O barbeiro que não é de Sevilla mas que adora uma pândega.


O barbeiro que não é de Sevilla mas que adora uma pândega.

Certifiicado do reinado

Sai do Rio com o firme propósito de fazer minha barba com um Barbeiro de Sevilla. Cheguei a cantarolar algumas estrofes da Música de Rossini, Figaro qua, Figaro la…Mas não deu. Fiz, para registro, uma foto com meu amigo Hugo Bomfim, caso precise um dia contar uma história a respeito.Alguns dias após essa foto, desembarquei em Ovar, distrito e Aveiro, Portugal. Não sei se é correto falar desembarquei. Em verdade saltei do trem que tomei na estação de Santa Apolônia, em Lisboa.

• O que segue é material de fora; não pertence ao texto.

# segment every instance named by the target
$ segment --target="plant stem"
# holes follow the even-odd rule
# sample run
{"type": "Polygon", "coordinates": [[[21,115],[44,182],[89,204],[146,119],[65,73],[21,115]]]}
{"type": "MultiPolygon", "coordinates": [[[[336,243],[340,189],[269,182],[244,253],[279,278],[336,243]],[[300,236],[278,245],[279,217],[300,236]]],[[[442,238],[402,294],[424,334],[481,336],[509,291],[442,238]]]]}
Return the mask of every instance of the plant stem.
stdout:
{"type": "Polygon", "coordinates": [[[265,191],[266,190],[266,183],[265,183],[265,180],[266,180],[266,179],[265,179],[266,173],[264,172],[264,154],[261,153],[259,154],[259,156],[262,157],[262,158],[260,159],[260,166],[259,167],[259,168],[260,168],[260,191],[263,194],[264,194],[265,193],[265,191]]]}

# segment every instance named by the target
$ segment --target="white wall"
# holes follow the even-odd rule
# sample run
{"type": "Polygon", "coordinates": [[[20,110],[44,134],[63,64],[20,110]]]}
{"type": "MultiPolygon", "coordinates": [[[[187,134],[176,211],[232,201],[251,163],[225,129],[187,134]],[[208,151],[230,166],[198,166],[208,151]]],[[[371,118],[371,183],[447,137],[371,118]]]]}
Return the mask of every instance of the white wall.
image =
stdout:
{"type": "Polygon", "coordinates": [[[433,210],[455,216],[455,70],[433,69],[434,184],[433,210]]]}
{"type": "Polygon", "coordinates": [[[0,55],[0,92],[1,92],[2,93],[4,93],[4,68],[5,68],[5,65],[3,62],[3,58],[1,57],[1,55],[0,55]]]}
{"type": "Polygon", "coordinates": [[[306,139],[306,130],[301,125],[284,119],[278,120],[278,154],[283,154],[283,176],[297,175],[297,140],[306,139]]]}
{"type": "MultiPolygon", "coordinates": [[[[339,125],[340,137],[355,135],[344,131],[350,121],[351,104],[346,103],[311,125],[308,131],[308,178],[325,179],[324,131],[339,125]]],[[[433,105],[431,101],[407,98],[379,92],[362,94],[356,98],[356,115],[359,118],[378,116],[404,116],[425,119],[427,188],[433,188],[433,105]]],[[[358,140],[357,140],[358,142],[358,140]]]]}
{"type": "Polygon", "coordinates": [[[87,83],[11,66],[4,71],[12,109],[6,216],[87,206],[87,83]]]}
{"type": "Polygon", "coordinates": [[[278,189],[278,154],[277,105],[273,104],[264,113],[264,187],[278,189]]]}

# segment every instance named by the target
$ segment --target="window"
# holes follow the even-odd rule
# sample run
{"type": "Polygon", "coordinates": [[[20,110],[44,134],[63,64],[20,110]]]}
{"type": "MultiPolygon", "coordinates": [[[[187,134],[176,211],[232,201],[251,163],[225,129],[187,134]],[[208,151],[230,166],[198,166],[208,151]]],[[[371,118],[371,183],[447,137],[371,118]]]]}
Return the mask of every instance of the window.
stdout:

Uma vez no destino optei por fazer um reconhecimento do terreno indo a pé até o hotel. Pedi informações no primeiro bar, lotado de nativos, que aproveitam o almoço almoçando para bebericar alguma coisa e colocar o papo em dia. Fui informado que a distância até o hotel era pequena. Na primeira esquina, à direita de quem vai, vi uma pequena barbearia. Pequena mesmo, não maior do que 8 metros quadrados. Duas cadeiras, um espelho, várias fotos e o mestre Álvaro no comando das navalhas. Não pensei duas vezes, entrei, cumprimentei, sentei e fui observando, com o rabo do olho, o ambiente. A operação foi realizada com presteza e no maior silêncio. Confesso que   não fico muito à vontade quando alguém passeia as lâminas pelo meu pescoço. Observo sempre um silêncio ritual que, até agora, tem dado bons resultados.

Depois do pagamento e já em segurança, puxei uma conversa. Meu interlocutor, revelou-se um contador de histórias de colocar Sherazade no chinelo. Ao saber que era argentino, me indicou uma fotografia do time local, pelo qual passou um compatriota que, em 1951, vestia a camisa 10. O bom desempenho do artilheiro e questões diplomáticas de boa vizinhança entre Perón e Salazar, fizeram com que Evita Perón enviasse 200 bolas de futebol para a cidade de Ovar. A conversa ia assim se enveredando para arte da bola até chamar minha atenção uma fotografia que mostrava seu Álvaro com uma coroa na cabeça.  Quando comentei o encontro com Andréa Estevão incorporou, rapidamente, Marisa Toste e falou: Pronto, formou!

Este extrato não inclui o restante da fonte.